I’m covered in sweat, pulling my wet shirt off my body and fanning myself, holding my hands to my knees and I’m panting. My mouth is dry and I won’t get a sip of water until I get on the plane and it’s up in the air.
I say this not to arouse you, but to make a point of the sheer humiliation that the design of your airport brings someone trying to make a tight connecting flight in a hurry. You turn us into amateur athletes, refugees, and very desperate people.
Delirious, from having just been asleep 10 minutes prior, then having to break into a sweaty run. I decide to take the tram. I mean, obviously, this tram you have must hit all terminals, otherwise, it’s pretty useless right? Because other airports make trams that go to all terminals, especially when they are so far apart.

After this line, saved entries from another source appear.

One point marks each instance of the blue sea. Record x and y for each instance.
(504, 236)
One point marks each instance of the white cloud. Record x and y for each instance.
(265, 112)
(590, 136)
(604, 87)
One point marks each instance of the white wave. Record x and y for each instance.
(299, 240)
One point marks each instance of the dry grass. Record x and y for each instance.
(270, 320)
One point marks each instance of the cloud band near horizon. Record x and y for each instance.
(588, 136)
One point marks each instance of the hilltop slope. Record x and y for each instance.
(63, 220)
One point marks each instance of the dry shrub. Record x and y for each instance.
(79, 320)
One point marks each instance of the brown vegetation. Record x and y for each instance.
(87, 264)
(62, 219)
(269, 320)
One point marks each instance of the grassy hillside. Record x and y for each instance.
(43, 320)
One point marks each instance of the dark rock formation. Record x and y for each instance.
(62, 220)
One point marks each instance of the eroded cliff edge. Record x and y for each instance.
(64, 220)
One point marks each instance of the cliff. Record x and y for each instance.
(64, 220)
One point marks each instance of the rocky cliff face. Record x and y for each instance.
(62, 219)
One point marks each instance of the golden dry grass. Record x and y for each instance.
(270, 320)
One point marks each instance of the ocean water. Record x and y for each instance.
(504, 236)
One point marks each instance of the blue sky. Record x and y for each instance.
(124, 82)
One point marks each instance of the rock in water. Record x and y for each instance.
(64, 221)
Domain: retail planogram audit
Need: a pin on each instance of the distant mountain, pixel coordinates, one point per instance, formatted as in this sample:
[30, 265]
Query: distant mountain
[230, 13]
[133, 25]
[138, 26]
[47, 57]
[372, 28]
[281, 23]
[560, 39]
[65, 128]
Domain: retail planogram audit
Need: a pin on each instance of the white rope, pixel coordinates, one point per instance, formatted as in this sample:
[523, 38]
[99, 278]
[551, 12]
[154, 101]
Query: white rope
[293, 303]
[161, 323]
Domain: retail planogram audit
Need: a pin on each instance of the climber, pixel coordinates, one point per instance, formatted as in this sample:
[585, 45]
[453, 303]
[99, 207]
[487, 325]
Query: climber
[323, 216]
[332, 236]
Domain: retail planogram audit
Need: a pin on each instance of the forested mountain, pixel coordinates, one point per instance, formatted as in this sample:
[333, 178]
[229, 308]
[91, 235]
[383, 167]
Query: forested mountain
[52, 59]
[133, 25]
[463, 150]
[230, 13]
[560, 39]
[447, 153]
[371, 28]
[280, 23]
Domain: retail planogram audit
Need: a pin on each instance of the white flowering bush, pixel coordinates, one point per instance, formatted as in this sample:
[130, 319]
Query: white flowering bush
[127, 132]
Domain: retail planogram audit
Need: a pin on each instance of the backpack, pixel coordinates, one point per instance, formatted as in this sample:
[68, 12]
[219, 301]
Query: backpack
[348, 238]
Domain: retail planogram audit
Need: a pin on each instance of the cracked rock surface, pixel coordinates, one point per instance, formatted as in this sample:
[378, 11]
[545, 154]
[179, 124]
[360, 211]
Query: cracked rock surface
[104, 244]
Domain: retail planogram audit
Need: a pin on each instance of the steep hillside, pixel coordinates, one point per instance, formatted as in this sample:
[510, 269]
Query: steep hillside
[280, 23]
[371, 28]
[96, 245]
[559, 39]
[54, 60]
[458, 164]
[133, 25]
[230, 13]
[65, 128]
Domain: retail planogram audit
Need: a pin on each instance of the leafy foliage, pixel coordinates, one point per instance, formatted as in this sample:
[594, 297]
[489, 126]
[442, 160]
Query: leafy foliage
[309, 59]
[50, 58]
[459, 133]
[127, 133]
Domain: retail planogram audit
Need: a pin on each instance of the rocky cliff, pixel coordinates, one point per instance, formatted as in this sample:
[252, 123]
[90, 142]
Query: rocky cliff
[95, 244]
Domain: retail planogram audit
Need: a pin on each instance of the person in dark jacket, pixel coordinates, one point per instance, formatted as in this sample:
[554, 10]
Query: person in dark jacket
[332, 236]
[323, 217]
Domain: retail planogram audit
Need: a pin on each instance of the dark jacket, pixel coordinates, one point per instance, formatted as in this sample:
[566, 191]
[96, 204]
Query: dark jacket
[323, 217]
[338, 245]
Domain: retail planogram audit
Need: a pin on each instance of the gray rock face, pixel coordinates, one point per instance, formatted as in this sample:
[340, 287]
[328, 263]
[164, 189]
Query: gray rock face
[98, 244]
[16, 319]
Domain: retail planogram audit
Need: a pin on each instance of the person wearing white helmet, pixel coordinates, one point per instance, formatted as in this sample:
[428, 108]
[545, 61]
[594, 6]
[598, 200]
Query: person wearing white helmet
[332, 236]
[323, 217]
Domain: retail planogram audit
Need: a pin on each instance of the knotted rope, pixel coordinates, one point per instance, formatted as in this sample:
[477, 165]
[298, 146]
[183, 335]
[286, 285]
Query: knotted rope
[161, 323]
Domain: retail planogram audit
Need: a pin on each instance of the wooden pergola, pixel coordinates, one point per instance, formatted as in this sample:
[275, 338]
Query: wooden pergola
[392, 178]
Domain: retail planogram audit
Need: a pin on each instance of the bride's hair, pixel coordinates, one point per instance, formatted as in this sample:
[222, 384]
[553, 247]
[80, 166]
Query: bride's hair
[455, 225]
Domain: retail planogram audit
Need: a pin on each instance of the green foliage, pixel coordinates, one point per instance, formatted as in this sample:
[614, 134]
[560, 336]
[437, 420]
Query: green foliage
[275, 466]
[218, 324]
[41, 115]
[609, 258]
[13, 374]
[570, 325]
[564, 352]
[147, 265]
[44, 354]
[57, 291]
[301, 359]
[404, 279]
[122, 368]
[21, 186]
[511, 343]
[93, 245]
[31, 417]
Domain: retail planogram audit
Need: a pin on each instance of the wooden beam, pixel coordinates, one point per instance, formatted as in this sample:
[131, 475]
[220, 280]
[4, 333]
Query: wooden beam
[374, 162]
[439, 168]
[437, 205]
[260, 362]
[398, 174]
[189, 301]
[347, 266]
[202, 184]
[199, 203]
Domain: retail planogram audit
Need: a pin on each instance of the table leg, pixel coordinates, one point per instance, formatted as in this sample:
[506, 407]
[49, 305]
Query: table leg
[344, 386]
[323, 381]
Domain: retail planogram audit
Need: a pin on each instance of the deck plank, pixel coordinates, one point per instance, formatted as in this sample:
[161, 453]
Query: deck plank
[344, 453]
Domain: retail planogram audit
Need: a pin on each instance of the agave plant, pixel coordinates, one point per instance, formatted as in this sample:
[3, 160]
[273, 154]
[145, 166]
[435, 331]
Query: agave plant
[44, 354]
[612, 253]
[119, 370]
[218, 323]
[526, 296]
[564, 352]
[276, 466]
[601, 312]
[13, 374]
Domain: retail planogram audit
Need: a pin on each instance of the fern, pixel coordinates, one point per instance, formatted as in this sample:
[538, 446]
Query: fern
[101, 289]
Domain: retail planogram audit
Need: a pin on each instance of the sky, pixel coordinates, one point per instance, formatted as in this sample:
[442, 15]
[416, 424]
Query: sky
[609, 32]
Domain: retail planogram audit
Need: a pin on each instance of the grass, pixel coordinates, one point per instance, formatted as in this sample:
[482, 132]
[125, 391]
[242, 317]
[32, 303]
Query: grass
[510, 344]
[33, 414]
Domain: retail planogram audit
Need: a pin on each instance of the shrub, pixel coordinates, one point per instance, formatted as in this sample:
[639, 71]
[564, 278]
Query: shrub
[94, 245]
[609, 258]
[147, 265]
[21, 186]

Aah, yet another piece of your design mastery… the tram, which is effectively unmarked, only seems to exist in Terminal A. I managed to take it back and forth and back and forth across the same terminal before realizing I wasn’t going further than Terminal A.
So, again, I get off, go down the escalator, and I run for it.
Your signage for finding Terminals B&C is confusing. You have a sign that points to the “terminals” but that is the baggage terminal. I had to ask a custodian where terminals B&C were
only to learn they were down several sets of escalators and more corridors.
And then there was more mockery. There is the wannabe Bill Viola light tunnel thing (which a people mover goes through) that plays “oohs and aahs” as the lights change over the metal tunnel. Is this supposed to be comforting? Am I supposed to enjoy this in my sickly run against time?
Of course, this flight to Cincinatti is at the end of another mile long terminal, down the very last escalator. And when I get there, panting and out of breath, more of your minions give me attitude for being out of breath and frantic about getting on the plane like there was something wrong with me for having run for a flight.
I get on. I smell. I’m wet from my hair down with sweat. The cold Detroit air hits me, as does the petri dish temperature of the plane.
It’s a formula for a cold. This cold I have now.
I at least found kinship in the guy sitting next to me. I had spotted him with flailing arms, speeding through the airport too, having missed the same flight. On the shorter flight to Cincinatti, I was very uncomfortable. You see, all the running made my t-shirt wet and cold. We were able to bond in our misery and the lies we had been told that we had a fighting chance to catch it.
On my two hour layover in Cincinatti, I ate tremendously overpriced black bean roll-ups (oh god, I don’t know what they are, but they were gross). For some reason the screens at the gate play CNN and they keep playing the above clip of the woman in Hong Kong who missed her flight. I feel her. I really feel her.
I slept on the way to Los Angeles. Feeling sick, stomach nauseous, and very achy. The flight hit some big turbulence because of the weather. I sat next to the same guy who was on the Cincinatti flight and we kept commiserating about how sick this was making us, watching the monitors and anxiously willing the flight to land already.
Here I am. Home. Sick. Unproductive with a lot of things I want to do but can’t.
So how can you repay me for my troubles oh architect who built lame airport? Well, to start, you can add the features like a pedicab inside the airport to help transport folks who need to get from one gate to another in a pinch. I didn’t see any of these when I ran through and wonder how seniors or disabled are expected to make connecting flights that I couldn’t. You can ask your airline minions to be realistic about missed connecting flights instead of telling people to run for it, when it’s not a realistic option. And finally, you can send me a wet nurse to take care of me in my final hours.